Tools & Infrastructure Management:
- Oversee the administration, tuning, and optimisation of security tools and infrastructure.
- Collaborate with technology teams to ensure the integration and alignment of security tools within the broader IT ecosystem.
What you'll bring:
The ideal Security Operations Manager will possess some or all of the following attributes
- Relevant qualifications in Computer Science, Information Security, or a related field. Advanced certifications (e.g., CISSP, CISM, CEH, GCIA) are a plus.
- 2+ years experience in a management role, managing global teams.
- 4 years of experience in cybersecurity operations, incident response, or a related role
- Proficiency in SIEM technologies, EDR tools, and other cybersecurity technologies
- In-depth knowledge of security architectures, threat landscape, and incident response methodologies.
- Solid understanding of network protocols, system architecture, and operating systems.
- Familiarity with various attack vectors, threat tactics, and attacker TTPs.
- Strong analytical, troubleshooting, and problem-solving skills.
- Excellent written and verbal communication skills.
- Ability to work effectively both independently and in a collaborative team environment.
What's in for you
- Inspiring and fulfilling work at the innovative, value-driven global company that uses cutting-edge tech.
- Global work experience in agile methodology.
- International, friendly and inclusive multicultural environment (over 35 nationalities that speak altogether almost 30 languages!).
- Attractive salary and flexible benefits package (incl. medical insurance for you and your family, life insurance, free language classes).

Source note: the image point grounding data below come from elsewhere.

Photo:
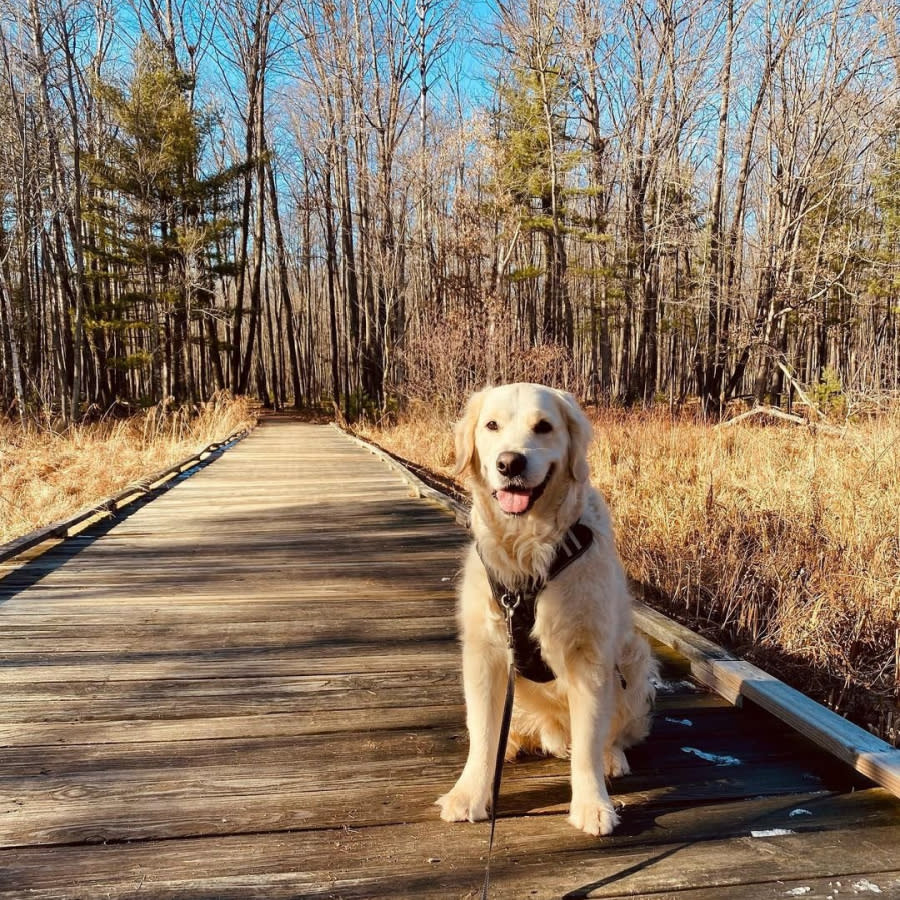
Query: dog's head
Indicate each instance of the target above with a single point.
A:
(520, 442)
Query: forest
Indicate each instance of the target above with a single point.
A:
(317, 201)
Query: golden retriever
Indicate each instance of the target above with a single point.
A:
(522, 448)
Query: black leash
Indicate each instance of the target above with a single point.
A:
(508, 608)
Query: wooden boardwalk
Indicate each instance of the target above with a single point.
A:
(249, 687)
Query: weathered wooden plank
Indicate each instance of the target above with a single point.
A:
(682, 849)
(23, 641)
(734, 678)
(209, 698)
(127, 805)
(305, 661)
(44, 611)
(274, 674)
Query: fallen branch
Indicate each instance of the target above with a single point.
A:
(776, 413)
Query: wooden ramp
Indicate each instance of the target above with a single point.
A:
(249, 687)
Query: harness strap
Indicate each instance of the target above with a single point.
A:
(527, 658)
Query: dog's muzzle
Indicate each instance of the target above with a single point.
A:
(517, 499)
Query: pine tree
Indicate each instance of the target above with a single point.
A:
(159, 226)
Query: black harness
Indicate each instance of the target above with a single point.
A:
(520, 605)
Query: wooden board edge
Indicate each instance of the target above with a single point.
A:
(723, 672)
(459, 510)
(135, 491)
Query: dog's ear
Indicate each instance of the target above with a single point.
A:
(580, 434)
(464, 434)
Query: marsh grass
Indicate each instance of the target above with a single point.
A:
(46, 474)
(779, 541)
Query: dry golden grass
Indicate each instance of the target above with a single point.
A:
(782, 543)
(47, 475)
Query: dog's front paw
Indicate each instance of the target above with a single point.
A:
(615, 763)
(593, 815)
(464, 803)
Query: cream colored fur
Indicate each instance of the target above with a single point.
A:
(584, 618)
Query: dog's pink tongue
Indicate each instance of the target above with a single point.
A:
(513, 502)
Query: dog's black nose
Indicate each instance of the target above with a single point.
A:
(511, 464)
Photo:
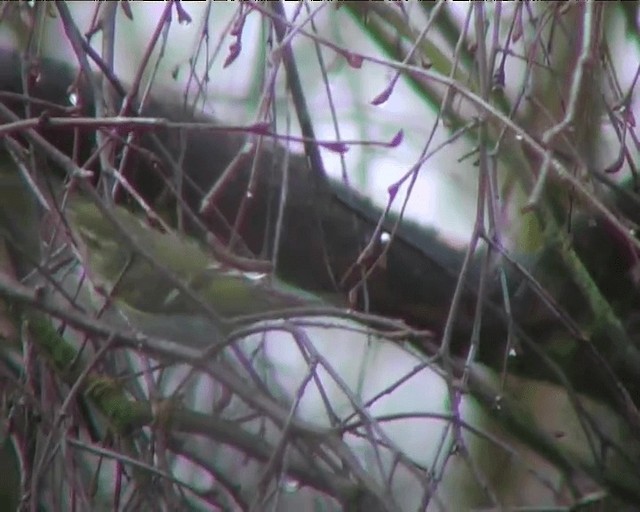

- Playful, accessible office in the Technology Park of Málaga with a free, private bus connection from the city centre and a range of workplace perks.
- Flexible working hours, well-being programs, learning and growth opportunities every day.
- Relocation package for you and your family including soft-landing package services to help you settle down in Spain (if you are moving from a different city/country).
- Flexibility of working from home or in the office to stay both safe and collaborative.
- Team building events, Learning Labs, Hackathons, Designathons, and even Referathons!
- Opportunity to shape the tech community inside and outside of The Workshop, mentoring and sharing knowledge with others.
- Six weeks’ paid leave for every four years of service.